Questo calore, questa solidarietà, questa amicizia, si riveleranno più forti del sesso (che è precario), più forti dell’alcol (che è ingannatore). In questo libro sconsolato, l’autrice può dunque avanzare una ricetta, un messaggio: per salvarsi in una società dura che annulla tutto, il segreto è il dialogo, la solidarietà, la condivisione. Solo questa deve essere la vera felicità, dice alla fine Rossana Campo con serietà, rinunciando all’ironia che traspare invece in tutte le pagine e che non risparmia né le donne né tanto meno gli uomini, descritti quasi tutti come imbelli, manichini, egoisti (con qualche eccezione: Fred, l’amico gay, spiritoso, equilibrato, disponibile; il medico Alain che cura bruscamente anche l’anima, Thierry, l’edicolante generoso).
Un’ironia che l’autrice sembra rivolgere anche a se stessa e perfino alla sua scrittura: «Libri e libri, parole e parole, ah quanto le disprezzo tutte le palle inventate che riempiono la maggior parte dei libri che stanno ammucchiati sui banconi delle librerie.
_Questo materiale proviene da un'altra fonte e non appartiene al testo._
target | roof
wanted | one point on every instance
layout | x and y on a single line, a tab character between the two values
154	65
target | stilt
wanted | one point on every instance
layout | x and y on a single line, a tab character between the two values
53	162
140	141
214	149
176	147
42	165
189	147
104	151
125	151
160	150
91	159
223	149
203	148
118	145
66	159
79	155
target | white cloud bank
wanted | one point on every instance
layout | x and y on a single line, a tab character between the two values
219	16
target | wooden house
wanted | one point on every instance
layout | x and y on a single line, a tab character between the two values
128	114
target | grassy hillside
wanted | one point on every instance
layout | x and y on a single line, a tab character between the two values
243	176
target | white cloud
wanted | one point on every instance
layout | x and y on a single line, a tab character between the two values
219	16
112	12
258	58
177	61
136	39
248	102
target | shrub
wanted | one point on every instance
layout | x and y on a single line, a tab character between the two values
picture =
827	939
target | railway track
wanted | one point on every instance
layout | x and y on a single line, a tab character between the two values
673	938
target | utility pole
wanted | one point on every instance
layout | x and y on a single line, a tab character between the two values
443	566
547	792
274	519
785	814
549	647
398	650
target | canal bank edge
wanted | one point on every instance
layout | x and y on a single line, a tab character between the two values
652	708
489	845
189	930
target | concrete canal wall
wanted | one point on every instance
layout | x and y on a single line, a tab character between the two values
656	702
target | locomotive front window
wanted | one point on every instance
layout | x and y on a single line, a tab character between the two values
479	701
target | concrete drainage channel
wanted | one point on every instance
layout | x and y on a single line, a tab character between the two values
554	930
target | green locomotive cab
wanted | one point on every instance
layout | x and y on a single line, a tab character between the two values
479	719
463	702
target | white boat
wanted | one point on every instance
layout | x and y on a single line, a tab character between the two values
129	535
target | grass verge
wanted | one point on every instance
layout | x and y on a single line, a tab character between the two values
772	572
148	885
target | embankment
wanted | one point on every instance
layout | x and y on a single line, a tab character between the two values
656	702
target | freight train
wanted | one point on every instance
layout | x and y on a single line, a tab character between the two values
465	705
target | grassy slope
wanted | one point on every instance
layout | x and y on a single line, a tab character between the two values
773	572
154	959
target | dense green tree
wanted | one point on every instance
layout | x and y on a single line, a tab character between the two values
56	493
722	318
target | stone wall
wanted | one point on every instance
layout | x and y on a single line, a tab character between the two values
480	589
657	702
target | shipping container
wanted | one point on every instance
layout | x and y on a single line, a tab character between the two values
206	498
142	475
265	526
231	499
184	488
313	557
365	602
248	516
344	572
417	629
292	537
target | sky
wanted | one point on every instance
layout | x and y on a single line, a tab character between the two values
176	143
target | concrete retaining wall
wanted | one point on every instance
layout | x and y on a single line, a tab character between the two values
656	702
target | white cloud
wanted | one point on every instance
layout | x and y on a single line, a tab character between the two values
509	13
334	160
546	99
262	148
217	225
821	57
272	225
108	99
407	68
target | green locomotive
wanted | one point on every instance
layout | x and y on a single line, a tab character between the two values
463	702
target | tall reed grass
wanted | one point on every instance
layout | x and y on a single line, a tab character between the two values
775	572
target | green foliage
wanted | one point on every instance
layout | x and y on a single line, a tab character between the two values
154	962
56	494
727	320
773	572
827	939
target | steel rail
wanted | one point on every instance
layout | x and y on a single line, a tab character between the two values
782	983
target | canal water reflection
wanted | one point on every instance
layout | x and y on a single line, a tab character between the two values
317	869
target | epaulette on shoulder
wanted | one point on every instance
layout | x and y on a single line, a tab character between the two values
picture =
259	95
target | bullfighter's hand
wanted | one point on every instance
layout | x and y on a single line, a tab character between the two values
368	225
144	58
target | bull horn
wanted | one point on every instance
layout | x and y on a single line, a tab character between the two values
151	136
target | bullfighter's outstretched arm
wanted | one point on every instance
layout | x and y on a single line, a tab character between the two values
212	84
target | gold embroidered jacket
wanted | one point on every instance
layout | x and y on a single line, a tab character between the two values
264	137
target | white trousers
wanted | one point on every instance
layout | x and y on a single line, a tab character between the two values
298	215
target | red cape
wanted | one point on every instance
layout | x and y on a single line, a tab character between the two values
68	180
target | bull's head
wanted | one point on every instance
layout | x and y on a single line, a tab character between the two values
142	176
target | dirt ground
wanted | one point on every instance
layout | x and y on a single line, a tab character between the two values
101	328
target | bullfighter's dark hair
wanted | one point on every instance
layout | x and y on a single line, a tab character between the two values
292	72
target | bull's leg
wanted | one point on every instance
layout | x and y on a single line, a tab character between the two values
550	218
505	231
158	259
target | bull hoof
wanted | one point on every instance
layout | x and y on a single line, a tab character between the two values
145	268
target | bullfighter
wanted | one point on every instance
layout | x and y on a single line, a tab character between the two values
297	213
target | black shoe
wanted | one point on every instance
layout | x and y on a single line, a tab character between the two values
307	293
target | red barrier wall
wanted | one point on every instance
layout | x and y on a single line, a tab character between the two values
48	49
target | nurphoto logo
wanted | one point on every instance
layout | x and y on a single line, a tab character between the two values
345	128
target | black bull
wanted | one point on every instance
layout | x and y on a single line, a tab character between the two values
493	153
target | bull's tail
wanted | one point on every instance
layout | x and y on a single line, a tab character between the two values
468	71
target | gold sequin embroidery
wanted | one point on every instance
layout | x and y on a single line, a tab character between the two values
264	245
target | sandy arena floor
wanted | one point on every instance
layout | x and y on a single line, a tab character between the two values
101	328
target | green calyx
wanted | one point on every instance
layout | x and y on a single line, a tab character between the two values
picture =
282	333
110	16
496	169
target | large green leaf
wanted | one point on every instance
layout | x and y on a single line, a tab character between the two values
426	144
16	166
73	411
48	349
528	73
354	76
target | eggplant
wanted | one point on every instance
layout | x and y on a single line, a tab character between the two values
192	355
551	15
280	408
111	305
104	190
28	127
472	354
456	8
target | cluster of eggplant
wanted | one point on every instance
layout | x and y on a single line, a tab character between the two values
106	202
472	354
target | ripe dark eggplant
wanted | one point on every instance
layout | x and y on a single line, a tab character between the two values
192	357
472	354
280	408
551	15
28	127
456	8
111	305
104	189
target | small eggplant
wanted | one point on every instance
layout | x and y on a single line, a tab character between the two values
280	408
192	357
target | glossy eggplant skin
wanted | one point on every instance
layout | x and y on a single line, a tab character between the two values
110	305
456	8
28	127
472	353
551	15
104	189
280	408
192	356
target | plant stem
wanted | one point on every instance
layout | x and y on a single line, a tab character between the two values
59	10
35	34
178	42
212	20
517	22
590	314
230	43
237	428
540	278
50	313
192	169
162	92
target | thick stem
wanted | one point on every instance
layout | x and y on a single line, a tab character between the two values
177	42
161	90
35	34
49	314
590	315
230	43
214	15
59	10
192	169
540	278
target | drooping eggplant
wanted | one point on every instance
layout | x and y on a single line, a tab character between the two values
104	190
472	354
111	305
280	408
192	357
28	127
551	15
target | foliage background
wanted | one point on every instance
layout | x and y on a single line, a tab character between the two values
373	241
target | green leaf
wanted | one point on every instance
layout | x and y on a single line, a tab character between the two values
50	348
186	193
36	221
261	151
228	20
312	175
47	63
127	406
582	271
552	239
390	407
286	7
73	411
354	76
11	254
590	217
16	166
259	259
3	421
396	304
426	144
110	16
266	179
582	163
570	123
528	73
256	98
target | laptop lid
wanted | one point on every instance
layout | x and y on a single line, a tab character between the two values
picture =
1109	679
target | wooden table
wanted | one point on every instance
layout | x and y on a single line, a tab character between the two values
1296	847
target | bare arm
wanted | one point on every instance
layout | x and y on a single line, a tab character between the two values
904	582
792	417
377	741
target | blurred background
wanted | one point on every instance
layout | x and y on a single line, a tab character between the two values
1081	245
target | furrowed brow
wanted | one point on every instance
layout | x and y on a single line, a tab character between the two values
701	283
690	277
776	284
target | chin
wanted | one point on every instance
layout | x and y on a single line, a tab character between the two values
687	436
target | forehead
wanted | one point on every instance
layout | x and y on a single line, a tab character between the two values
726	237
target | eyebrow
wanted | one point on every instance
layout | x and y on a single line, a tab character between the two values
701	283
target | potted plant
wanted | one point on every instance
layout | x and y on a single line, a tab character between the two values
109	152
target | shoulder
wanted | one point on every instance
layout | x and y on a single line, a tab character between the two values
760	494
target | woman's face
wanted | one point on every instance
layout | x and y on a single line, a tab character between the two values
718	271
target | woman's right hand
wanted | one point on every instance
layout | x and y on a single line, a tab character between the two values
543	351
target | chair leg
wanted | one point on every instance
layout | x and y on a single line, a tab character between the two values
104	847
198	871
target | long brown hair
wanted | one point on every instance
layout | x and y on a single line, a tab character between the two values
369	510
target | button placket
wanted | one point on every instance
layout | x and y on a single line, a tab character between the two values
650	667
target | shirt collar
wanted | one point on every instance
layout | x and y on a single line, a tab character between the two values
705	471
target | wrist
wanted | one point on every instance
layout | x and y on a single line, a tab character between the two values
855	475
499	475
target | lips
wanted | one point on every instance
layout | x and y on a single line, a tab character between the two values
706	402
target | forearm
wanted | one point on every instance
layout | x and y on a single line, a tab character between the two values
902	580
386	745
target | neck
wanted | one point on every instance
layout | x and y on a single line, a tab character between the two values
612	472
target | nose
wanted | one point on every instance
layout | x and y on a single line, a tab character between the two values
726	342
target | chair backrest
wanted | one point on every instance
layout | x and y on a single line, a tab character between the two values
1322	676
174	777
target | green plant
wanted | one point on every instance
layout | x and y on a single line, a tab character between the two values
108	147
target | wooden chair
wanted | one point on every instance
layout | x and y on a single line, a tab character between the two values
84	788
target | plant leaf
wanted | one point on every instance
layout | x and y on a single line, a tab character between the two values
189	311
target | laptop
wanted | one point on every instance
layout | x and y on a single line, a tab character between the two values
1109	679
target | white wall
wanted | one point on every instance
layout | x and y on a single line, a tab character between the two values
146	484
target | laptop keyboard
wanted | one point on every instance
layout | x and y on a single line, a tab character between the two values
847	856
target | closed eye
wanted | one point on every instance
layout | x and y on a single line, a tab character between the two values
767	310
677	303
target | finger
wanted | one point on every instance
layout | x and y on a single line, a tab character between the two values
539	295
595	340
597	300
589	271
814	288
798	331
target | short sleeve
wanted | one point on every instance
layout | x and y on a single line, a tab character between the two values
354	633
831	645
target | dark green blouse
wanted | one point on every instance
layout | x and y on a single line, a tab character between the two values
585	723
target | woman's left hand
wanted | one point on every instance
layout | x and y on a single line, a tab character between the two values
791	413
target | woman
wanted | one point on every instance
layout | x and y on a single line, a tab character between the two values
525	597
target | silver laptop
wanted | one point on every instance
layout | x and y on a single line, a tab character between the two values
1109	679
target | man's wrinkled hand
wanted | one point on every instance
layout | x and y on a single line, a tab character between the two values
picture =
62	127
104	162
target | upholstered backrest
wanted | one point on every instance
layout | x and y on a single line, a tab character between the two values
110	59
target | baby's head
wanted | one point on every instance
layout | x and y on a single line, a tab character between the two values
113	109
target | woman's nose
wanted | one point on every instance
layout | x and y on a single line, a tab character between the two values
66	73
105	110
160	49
Libri e libri su tutti gli scaffali e i tavoli puliti e spolverati, tutti lì in fila come soldatini a cercare di farsi leggere le loro cazzate che non fanno troppo male a nessuno, né a chi le scrive né a chi le legge, tutta quella roba che non c’entra niente con la mia vita». Sono parole che Rossana Campo mette in bocca alla sua protagonista che – guarda caso, in un gioco di specchi fra finzione e autobiografia – fa la scrittrice di mestiere. Proprio come l’autrice che, facendo mostra di non prendere sul serio il proprio lavoro, fa dire ancora alla protagonista: «Scrivo per ridurre un po’ la mia pazzia sul tavolo dove taglio le cipolle».
Le cipolle fanno piangere, ma questo non è per fortuna un libro strappalacrime. È anzi un libro molto serio, come lo è la scrittura – e Rossana Campo lo sa bene – quando si fa testimonianza.